Alors qu’aujourd’hui des initiatives se multiplient dans ce sens, la Banque Mondiale ne peut refuser de s’impliquer publiquement et de participer cette dynamique d’accès aux soins et aux traitements. Il n’est désormais plus décemment possible d’opposer prévention et soin ; il est clair pour tous que ces deux approches doivent être menées de front et coordonnées.
La Banque Mondiale engage certes ponctuellement des sommes colossales pour l’accès aux traitements contre les maladies opportunistes et les MST, en Ouganda et au Malawi notamment.
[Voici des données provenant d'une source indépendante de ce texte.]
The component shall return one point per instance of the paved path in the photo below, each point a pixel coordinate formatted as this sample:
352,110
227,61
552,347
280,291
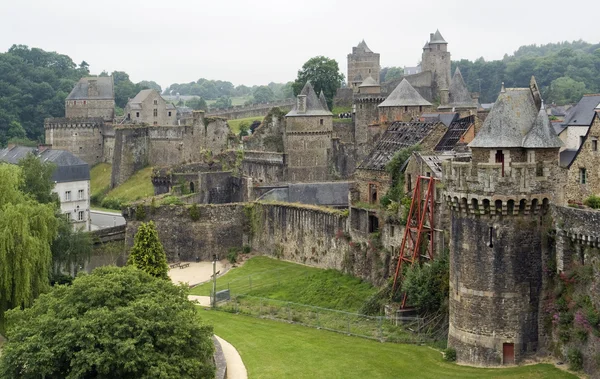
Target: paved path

Mais ces programmes se soldent par des échecs retentissants parce qu’ils ne s’inscrivent pas dans des politiques véritables de restructuration des systèmes sanitaires des pays et ne sont pas coordonnés aux autres efforts internationaux.

La Banque sera responsable au même titre que les autres bailleurs internationaux si d’ici deux ans le sida est considéré comme une de ces maladies exotiques propres aux pays en développement, si la distribution sauvage de traitements antirétroviraux se poursuit dans un contexte sanitaire toujours plus précaire, et si l’épidémie poursuit son expansion.

La Banque doit désormais s’impliquer officiellement dans l’accès aux soins et au traitements : traitement des maladies opportunistes, réduction de la transmission mère-enfant, mise à disposition de traitements ARV.
Elle doit faire de la lutte contre le sida une priorité, engager un playdoyer pour l’obtention de fonds additionnels, désavouer les politiques de recouvrement des fonds.

Elle doit rendre aux Etats les moyens d’une prise en charge médicale décente des millions de personnes atteintes par une épidémie qu’elle a elle-même favorisée.